Утро выдалось прекрасное. Мы катили то шеренгой, то цепочкой, и чувствовали себя свободными, счастливыми и еще полными сил, пока ближе к полудню вдруг не хлынул дождь. Прежде чем обнаружить открытое – о, чудо! – кафе возле Стиффа, мы вымокли до нитки. Судя по всему, месье Пак намеренно подшутил над парижанами. Меня так и подмывало поскорее вернуться домой, пойти к нему, выжать ему на голову свой свитер и сказать: «Ваш сад похож на помойку, вы конченый дебил, и от вас воняет!» Похоже, я начинал его ненавидеть.
Ночью мне удалось поспать всего пару часов, уже под утро. Признание Мары внесло раздор в нашу дружную компанию, а в моей душе поселило смятение. Разумеется, она попыталась сдать назад, воскликнув: «Я пошутила!» Разумеется, мы встретили ее слова смехом и продолжили игру, на ходу изобретая брачные союзы, в том числе между мужчинами. Но что сказано, то сказано. Если это шутка, почему ее объектом не стали Жан или Лурс? Почему она выбрала меня? Ни от кого из нас не укрылось, с каким чувством и с какой искренностью она произнесла эту фразу: «Я жалею, что не вышла замуж за Сильвера Бенуа». Мы все слышали, как звучал ее голос. Она как будто забыла, что она в комнате не одна; она как будто говорила сама с собой. Обо мне она говорила так, будто я умер или куда-то исчез.
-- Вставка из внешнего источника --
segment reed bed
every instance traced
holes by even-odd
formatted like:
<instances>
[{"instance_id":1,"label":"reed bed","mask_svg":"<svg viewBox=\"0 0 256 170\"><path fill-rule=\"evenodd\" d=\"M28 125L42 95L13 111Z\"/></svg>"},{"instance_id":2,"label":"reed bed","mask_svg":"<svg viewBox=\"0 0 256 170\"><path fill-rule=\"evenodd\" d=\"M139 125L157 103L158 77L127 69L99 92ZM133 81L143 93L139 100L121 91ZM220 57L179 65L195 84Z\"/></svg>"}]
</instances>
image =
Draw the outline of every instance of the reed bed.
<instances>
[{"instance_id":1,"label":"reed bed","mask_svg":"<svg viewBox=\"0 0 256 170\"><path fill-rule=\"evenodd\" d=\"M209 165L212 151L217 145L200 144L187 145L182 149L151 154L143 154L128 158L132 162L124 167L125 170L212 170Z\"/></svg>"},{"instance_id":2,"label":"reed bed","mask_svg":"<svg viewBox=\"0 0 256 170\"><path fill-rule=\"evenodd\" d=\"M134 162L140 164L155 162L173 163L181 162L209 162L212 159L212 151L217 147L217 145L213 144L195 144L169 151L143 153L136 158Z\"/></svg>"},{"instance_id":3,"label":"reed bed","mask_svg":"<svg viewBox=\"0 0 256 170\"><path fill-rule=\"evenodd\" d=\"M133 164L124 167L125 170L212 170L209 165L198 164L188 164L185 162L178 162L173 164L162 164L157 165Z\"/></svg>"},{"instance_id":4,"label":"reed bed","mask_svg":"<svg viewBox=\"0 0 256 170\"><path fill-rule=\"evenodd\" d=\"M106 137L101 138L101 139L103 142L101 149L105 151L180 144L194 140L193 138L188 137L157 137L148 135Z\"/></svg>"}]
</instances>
Но я был здесь, живой и здоровый, я сидел в двух метрах от нее, вооруженный парой глаз, чтобы на нее смотреть, и парой рук, чтобы до нее дотрагиваться. Всех нас посетила одна и та же мысль: либо она искусная притворщица, чего мы за ней не знали, либо она только что вывернула перед нами душу наизнанку. В обоих случаях, как выразилась бы Люс, в ней открылись непознанные слои.
Мне очень хотелось спросить у нее, что она думает на самом деле, но о том, чтобы сделать это у всех на виду, не могло идти и речи.
Хозяин кафе подал нам обжигающе горячий чай и оставил нас одних. Мы уселись за столиком, повесив на спинки стульев мокрую одежду. Разговаривать вчетвером было проще, чем впятером, – беседа не так уходила в сторону. Мы заговорили о Жане, раз уж его с нами не было, и пришли к общему мнению, что он – самый надежный товарищ, какого только можно себе вообразить, и с ним всегда приятно иметь дело. Я не собирался этого отрицать, поскольку тесно общался с ним на протяжении последних пятидесяти лет: мы вместе воевали против Мазена, вместе ездили в Клермон-Ферран для посещения злачных мест, делили одну комнату в студенческом общежитии, я был свидетелем у него на свадьбе, а он – свидетелем на моей, я крестил его сына, а он – мою старшую дочь, мы годами вместе ездили семьями в отпуск, я присутствовал на похоронах его матери, а он – на похоронах моей. Мы ни разу не ссорились. Я признался ребятам, что одним весенним днем он спас меня от серьезной опасности. Дело было в Монреале. Они захотели, чтобы я рассказал об этом подробнее. Особенно настаивала Люс, отличавшаяся повышенным уровнем любопытства.